BOOK DESIGN. Art direction, layout and cover design
Publishing house: Nido de Ratones
Title: Cuaderno del Prado
Author: Ximena Maier, Illustración y textos
Editor: Paula Fernández de Bobadilla
Rustic and hardcover “Bicentenaria” editions
2017




One afternoon I received an email from Paula Fernández Bobadilla and Ximena Maier, asking me to meet to talk about a new project: the new book by Nido de Ratones publishing house: a book of illustrations and texts by Ximena about her personal relationship with the museum. I, who do not delay to embark on any project with them, immediately said yes, turning this to be one of the projects that I have enjoyed the most throughout my career.



The overall book design is quite organic, there are pages where the text is aligned to the left, pages where it flows according to the illustrations and pages where it is a block of text, depending on the harmony in the visual game with the accompanying illustration.

There is a color code that we discovered during those days of analysis of the Prado walls (very different from the wallpaper with arabesque motifs that predominated almost 20 years ago). I don’t know for what reason, but people whisper in the rooms where Goya is exposed, where the walls are of a leaden gray, unlike the normal voice conversations heard in areas with beige walls.

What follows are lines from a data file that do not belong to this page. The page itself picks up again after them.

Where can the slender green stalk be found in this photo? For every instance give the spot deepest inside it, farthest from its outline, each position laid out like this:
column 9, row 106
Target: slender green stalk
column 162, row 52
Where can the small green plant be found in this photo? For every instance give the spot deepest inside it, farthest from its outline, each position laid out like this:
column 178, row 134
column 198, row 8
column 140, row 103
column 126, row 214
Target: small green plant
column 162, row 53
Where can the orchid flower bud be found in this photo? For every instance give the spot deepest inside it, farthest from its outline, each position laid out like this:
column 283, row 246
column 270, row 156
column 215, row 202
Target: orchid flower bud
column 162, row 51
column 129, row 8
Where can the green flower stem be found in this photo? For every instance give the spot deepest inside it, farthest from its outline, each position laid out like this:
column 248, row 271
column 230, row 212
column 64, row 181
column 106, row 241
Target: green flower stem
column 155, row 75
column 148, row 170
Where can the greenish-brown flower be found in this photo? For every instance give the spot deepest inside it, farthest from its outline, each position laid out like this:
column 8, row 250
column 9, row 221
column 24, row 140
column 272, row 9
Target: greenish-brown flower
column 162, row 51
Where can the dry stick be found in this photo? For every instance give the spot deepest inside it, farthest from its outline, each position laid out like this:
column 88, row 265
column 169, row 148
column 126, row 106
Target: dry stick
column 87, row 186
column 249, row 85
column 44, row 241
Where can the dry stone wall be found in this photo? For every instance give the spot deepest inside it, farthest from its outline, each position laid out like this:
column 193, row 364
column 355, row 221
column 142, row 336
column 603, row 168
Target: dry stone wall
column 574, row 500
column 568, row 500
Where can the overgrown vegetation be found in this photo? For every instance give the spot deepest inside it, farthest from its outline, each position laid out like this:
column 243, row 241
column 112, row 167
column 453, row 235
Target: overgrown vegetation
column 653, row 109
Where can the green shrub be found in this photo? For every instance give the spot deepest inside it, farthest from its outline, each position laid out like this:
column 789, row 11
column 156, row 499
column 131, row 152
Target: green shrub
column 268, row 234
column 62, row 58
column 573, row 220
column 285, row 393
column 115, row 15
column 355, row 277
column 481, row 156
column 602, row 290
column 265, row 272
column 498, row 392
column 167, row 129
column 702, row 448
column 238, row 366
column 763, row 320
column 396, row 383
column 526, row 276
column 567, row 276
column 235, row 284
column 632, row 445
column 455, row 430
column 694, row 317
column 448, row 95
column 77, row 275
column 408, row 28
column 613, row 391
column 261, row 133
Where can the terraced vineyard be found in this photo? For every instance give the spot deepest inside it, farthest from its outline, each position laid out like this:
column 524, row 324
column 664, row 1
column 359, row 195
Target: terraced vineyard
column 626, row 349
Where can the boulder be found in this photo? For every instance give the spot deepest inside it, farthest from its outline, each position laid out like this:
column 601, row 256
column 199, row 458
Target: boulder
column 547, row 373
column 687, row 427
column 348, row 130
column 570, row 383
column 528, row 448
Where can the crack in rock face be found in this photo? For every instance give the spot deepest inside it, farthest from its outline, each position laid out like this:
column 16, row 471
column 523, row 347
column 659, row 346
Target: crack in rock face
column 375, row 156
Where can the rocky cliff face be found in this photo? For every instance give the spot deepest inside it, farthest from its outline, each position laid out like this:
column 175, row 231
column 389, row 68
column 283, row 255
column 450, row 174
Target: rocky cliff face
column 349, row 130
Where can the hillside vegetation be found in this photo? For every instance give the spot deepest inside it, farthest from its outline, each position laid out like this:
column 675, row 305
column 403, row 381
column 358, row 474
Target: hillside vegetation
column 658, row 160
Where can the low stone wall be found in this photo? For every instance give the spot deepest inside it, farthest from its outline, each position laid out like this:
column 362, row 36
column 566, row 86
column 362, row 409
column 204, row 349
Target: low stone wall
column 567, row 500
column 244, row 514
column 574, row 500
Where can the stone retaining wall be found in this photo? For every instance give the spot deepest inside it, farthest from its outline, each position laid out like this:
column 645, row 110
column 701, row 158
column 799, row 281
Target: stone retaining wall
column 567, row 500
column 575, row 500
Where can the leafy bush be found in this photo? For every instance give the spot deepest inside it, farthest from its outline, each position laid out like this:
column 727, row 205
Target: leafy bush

To design the cover of the book we used the same color of the walls of the museum’s transit areas, for this I went to the museum with my Pantone® guide in hand to find the right color … difficult task given the differences in light and shades, that ended in an anecdotal comic situation, when people looked at me strangely because I was more interested in the colors of the walls than in the paintings.
We also chose an illustration that I loved, from the many illustrations that Ximena made for this project: an ink drawing of the eternal queue to enter the museum. At first I proposed it for the lining, but then, by Paula’s idea in consensus with Ximena, we agreed to use it for the cover. I loved the idea because that way we didn’t show anything from inside the museum until we were inside the book, trying to reproduce as faithfully as posible the wonderful experience of going to the museum.